Keywords

1 Introduction

The subject of music genre classification, though visible not only in the Music Information Retrieval (MIR) research but also in commercial applications, still needs attention in terms of effectiveness and quality of classification [69, 12, 21]. This is especially important when applied to big music databases available for public [15]. One of the most popular query criteria are: artist, genre, mood, tempo or specific title, when looking for a specific audio track. Lately, genre has become one of the most popular choices, but not always this information is stored in a specific music track. That’s why the subject of a more deep content exploring, i.e. taking into consideration sound source separation in the context of music recognition should be addressed, as separation of individual auditory sources, apart from instrument recognition and automatic transcription systems, may be very useful in genre classification. The instrument separation approach seems to be very useful in improving the genre recognition process, since the separation of individual auditory sources and instrument recognition systems get high applicability during the last few years. Therefore, one of the aims of this paper is to propose a set of parameters, which after the audio track separation preprocessing may enable to describe musical content of a piece of music in a more efficient way for the purpose of better distinguishing between selected musical genres.
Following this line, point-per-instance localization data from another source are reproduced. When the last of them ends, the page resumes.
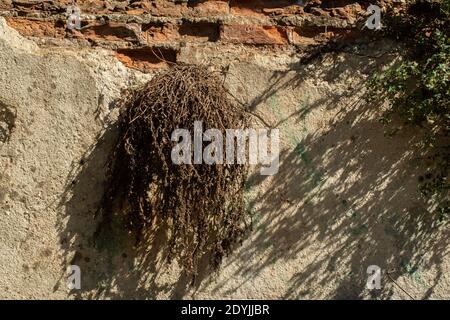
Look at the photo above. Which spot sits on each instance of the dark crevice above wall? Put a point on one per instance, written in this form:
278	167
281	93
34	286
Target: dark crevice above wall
135	28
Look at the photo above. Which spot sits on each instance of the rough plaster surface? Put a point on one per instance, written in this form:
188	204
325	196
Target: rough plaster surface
345	197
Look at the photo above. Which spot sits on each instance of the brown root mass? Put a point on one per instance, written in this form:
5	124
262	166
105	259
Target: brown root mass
202	205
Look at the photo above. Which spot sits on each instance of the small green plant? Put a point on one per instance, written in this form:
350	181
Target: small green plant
418	86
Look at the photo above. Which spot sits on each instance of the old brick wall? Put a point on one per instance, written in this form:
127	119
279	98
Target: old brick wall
151	33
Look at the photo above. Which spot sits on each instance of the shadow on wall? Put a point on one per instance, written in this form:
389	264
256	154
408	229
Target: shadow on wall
349	194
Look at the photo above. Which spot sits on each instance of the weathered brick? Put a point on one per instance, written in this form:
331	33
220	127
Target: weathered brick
147	59
253	34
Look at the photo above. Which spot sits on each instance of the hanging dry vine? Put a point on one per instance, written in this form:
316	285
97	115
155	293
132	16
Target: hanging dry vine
203	205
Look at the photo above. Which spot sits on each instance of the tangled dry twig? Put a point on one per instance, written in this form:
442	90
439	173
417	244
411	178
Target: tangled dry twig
203	205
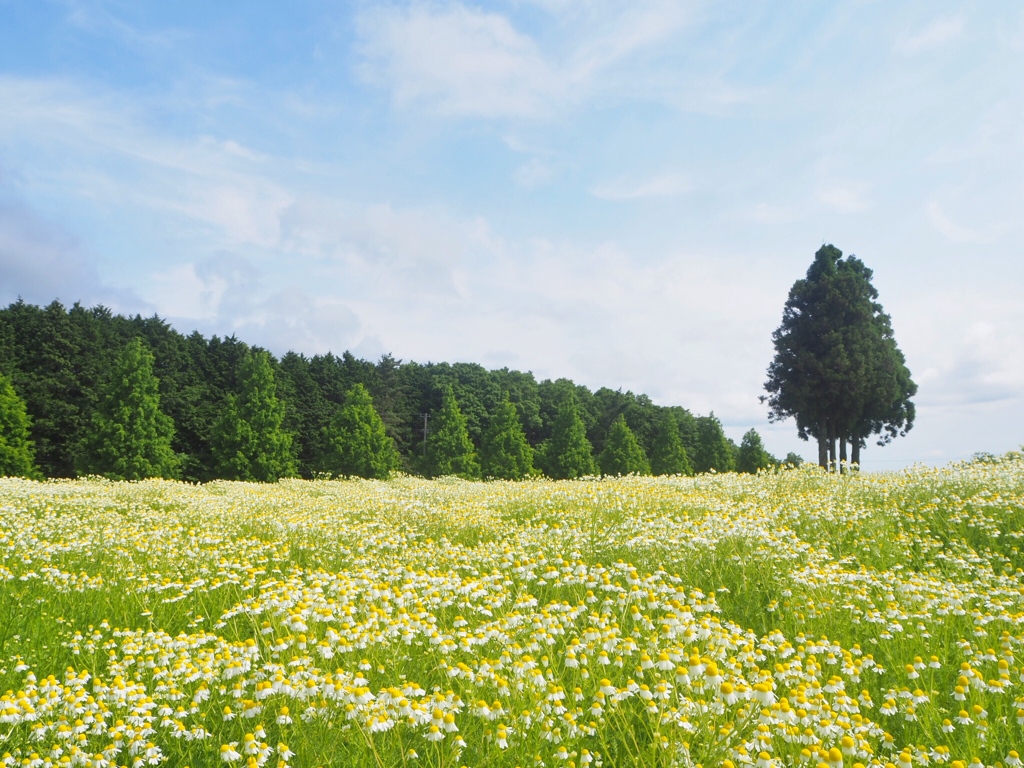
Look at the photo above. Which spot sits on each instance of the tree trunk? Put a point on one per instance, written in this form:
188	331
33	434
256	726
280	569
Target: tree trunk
832	450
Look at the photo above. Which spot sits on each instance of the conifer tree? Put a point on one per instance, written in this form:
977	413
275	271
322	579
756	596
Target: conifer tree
248	440
622	454
505	454
130	436
17	456
669	455
837	368
714	451
359	445
753	455
568	454
450	452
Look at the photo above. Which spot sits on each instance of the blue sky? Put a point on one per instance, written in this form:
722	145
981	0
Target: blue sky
622	194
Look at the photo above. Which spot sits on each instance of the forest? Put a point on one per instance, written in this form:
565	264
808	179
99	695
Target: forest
61	363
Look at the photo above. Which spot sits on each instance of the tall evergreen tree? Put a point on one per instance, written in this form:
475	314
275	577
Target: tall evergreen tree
505	454
17	456
837	368
450	452
567	454
130	438
669	457
622	454
753	455
249	442
360	448
714	450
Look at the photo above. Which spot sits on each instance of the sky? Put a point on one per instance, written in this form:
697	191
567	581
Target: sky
621	194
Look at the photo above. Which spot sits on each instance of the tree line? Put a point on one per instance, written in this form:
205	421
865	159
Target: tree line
86	391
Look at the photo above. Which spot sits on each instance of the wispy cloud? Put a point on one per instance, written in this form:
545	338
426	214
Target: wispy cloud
656	186
460	60
947	227
935	35
847	198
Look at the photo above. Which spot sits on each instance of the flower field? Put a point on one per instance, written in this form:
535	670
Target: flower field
782	620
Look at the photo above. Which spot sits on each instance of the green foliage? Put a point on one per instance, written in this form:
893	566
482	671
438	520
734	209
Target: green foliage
360	445
753	455
567	454
450	452
622	454
505	454
17	456
837	368
669	456
714	450
130	438
249	442
58	359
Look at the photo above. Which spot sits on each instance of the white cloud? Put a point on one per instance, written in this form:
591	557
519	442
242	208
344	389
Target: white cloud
535	172
465	61
459	59
40	262
945	226
847	198
935	35
657	186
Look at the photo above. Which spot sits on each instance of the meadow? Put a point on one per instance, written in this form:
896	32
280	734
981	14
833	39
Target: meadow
787	619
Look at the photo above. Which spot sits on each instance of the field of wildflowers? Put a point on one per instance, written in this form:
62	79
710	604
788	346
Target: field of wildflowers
782	620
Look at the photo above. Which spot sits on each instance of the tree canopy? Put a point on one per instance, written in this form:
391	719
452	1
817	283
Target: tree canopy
131	437
714	450
450	452
837	368
17	456
752	455
361	446
249	442
567	454
505	454
669	456
622	454
58	360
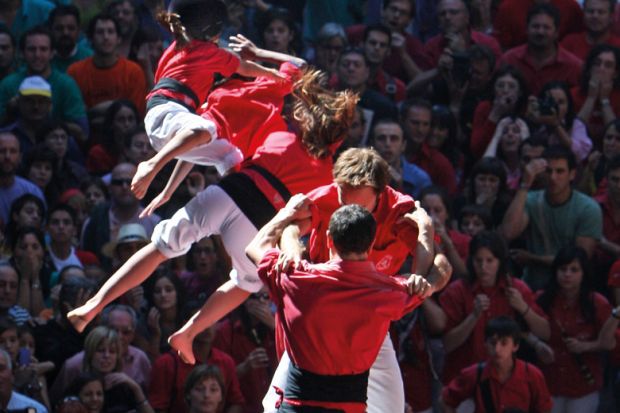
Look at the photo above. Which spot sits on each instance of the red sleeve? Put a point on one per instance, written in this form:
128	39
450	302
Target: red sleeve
162	382
482	129
462	387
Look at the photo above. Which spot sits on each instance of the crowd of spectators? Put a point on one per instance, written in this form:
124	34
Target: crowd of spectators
499	116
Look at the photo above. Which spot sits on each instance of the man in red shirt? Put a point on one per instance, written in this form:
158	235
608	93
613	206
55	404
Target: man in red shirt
509	26
332	318
542	60
598	19
503	382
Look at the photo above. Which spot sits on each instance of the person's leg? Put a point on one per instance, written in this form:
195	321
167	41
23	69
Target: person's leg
385	384
278	380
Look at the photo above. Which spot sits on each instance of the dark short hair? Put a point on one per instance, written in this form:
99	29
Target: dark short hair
546	9
560	152
352	228
503	326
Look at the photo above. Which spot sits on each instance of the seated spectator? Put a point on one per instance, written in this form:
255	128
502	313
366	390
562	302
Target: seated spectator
107	218
598	20
551	218
67	103
170	373
249	338
9	284
64	23
508	98
556	119
106	76
487	292
387	138
120	118
330	41
10	400
505	143
7	52
597	98
501	382
406	59
581	329
541	59
509	23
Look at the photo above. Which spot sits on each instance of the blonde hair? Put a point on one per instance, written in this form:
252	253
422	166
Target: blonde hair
360	167
324	117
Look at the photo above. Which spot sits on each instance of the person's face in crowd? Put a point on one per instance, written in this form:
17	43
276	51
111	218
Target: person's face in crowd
34	108
61	227
278	36
139	149
94	196
597	16
206	396
9	342
472	225
453	16
501	349
40	173
9	282
561	100
559	176
389	142
327	53
91	395
164	294
124	121
105	357
204	257
397	15
120	187
541	32
611	143
417	124
38	53
10	156
569	277
353	71
125	14
58	141
7	51
434	206
486	184
365	196
65	30
105	39
604	67
377	47
28	216
486	266
511	138
122	322
438	136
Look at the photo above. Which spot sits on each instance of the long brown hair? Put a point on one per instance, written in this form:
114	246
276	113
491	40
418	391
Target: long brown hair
324	117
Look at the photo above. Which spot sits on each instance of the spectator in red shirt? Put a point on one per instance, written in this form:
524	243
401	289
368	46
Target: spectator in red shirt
581	329
541	59
502	382
509	22
598	19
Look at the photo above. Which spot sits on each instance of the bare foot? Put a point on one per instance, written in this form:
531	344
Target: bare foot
181	342
81	316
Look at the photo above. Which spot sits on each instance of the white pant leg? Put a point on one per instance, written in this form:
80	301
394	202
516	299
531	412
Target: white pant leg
386	391
212	211
278	380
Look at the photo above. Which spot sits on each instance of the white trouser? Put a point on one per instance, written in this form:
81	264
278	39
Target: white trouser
212	211
385	385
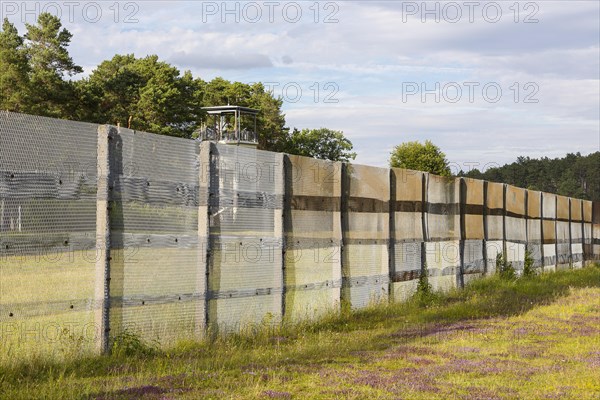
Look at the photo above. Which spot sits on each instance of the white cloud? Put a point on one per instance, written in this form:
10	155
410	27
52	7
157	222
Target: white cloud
375	48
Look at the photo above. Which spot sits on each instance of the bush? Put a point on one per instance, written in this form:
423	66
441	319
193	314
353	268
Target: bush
528	268
424	294
128	344
505	269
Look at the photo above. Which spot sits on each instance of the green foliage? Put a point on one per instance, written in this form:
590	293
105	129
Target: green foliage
573	175
14	70
425	296
505	269
421	157
140	93
129	344
323	143
528	268
49	61
342	345
143	94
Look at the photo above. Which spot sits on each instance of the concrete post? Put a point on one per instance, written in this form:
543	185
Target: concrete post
205	197
106	135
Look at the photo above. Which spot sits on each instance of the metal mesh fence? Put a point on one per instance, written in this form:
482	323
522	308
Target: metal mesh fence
407	254
245	277
534	227
588	238
365	226
106	230
563	245
494	222
516	231
576	232
47	234
313	237
473	240
442	251
156	286
549	231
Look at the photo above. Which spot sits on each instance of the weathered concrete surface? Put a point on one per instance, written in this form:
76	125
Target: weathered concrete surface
365	230
313	237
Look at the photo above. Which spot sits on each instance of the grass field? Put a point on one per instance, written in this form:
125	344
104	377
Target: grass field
533	338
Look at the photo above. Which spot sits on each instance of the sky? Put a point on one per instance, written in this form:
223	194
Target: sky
485	81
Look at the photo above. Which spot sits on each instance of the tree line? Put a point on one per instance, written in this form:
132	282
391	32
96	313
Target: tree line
573	175
147	94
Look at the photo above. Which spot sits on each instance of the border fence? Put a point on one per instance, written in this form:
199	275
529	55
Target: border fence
105	230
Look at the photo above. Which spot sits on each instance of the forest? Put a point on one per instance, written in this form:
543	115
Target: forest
573	175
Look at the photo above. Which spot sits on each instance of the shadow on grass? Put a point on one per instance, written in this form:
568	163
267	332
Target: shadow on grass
485	298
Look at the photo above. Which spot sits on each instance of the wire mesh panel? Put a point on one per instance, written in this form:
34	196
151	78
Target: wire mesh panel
156	286
473	229
563	245
576	232
365	228
588	251
442	251
596	230
47	235
549	231
408	232
245	266
494	223
534	227
313	237
516	237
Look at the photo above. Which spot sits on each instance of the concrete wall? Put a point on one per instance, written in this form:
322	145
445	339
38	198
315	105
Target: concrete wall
407	241
549	231
366	232
106	230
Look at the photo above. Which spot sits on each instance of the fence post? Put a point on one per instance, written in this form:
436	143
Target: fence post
204	199
424	221
462	203
106	135
504	250
392	236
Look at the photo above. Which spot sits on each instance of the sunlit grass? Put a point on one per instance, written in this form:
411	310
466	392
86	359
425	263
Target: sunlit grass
530	338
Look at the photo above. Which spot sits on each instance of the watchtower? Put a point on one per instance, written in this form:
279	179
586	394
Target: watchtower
234	125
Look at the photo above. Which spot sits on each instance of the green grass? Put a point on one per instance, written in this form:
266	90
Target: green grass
532	338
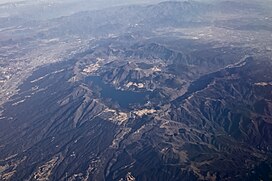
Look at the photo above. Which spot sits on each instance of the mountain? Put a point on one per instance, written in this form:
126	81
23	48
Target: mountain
160	92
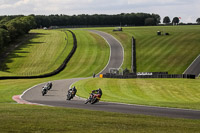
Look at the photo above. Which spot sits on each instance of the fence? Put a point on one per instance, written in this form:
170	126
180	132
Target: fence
187	76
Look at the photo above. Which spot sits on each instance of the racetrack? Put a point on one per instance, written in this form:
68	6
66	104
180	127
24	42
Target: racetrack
57	96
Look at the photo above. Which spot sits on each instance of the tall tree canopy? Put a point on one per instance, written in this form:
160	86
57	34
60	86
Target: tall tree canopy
198	20
175	20
166	20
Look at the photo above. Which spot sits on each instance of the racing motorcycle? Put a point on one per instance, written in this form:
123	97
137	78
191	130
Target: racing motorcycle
71	94
94	98
44	90
49	85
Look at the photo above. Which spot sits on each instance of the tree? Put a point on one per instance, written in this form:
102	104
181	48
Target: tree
175	20
166	20
198	20
150	21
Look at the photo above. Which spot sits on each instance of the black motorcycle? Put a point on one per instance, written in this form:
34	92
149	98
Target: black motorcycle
94	98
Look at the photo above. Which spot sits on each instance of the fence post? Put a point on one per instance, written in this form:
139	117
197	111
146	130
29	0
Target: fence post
133	66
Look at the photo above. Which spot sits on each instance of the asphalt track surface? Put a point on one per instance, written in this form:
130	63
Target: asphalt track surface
194	68
57	95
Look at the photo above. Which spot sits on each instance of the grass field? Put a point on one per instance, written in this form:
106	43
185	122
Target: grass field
173	53
43	53
178	93
27	118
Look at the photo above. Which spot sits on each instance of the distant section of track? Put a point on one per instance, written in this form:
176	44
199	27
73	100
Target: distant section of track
194	68
57	96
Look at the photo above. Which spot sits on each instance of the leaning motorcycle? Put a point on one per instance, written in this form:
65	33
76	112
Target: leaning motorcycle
44	91
94	98
70	95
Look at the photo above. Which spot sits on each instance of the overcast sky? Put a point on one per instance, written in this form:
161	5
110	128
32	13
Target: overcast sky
188	10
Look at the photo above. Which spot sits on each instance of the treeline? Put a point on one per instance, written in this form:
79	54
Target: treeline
12	27
132	19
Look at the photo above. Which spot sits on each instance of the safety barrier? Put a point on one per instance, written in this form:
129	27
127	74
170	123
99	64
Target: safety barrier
58	70
188	76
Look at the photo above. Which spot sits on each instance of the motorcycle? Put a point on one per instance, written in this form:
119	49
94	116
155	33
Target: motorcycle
94	98
49	85
71	94
44	90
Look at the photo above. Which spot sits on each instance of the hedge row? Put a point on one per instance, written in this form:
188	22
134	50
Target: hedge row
58	70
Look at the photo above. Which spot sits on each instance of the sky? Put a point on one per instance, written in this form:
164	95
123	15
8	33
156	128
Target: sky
188	10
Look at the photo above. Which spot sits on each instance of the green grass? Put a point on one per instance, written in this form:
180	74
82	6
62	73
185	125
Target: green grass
19	118
173	53
178	93
26	118
43	53
91	56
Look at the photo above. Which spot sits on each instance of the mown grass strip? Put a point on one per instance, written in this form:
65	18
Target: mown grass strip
178	93
22	118
173	53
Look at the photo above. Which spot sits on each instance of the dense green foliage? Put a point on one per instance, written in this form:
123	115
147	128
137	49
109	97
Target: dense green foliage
137	19
22	118
13	27
36	119
166	20
175	20
178	93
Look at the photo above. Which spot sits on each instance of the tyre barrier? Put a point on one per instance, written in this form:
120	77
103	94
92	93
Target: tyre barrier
187	76
58	70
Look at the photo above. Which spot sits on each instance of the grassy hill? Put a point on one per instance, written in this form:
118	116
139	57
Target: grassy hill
19	118
43	53
173	53
177	93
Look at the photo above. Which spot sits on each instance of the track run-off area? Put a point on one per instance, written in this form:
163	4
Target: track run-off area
57	96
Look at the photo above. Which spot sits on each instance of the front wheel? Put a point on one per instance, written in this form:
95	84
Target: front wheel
94	100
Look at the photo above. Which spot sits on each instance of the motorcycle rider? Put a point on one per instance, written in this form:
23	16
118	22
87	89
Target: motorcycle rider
49	84
44	89
73	89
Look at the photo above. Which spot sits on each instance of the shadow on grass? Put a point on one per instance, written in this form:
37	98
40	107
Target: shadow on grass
15	49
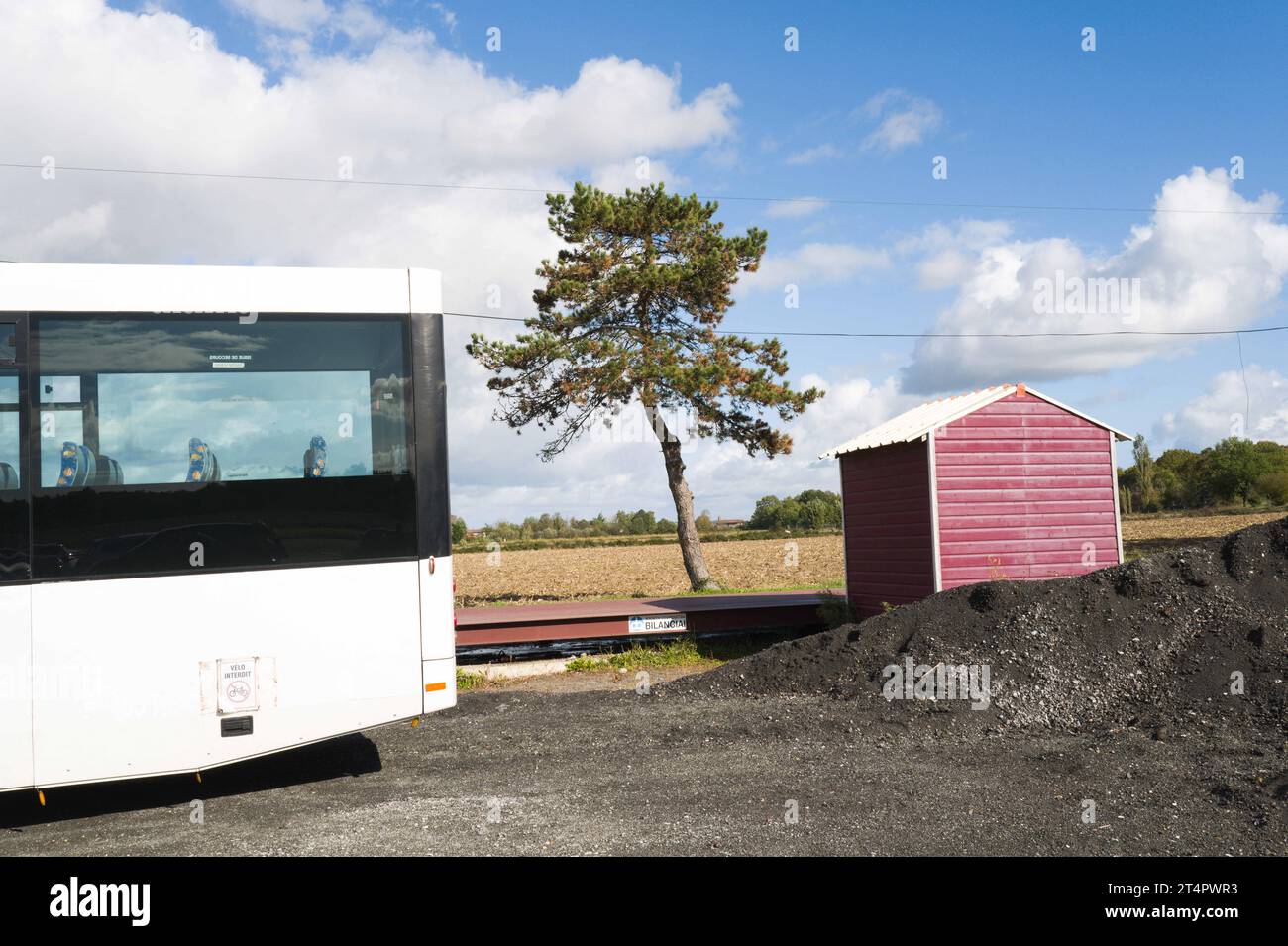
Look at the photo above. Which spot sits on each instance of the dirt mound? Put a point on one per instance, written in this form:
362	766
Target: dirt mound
1157	643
Such an operation may bring the efficiency of genre classification in the databases containing thousands of music tracks similar to earlier experiments carried out on small music databases.

This paper overviews related research, then presents databases and parameters used in experiments. In addition main principles of the algorithm used for musical instrument separation are presented. Then, proposed optimization of the feature vectors is shortly discussed. The following Section contains music genre classification results based on two decision systems, separation of music tracks and concerning two databases. A summary is also included providing the most important conclusions.

1.1 Related Research

Because of the extraordinary increase of the available multimedia data, it is necessary to make the recognition process automatic. Although the division of music into genres is subjective and arbitrary, there are perceptual criteria related to the texture, instrumentation and rhythmic structure of music that can be used to characterize a particular genre. Humans can accurately predict a musical genre based on 25 s, which confirms that we can judge the genre using only the musical surface, without constructing any higher level of theoretical descriptions.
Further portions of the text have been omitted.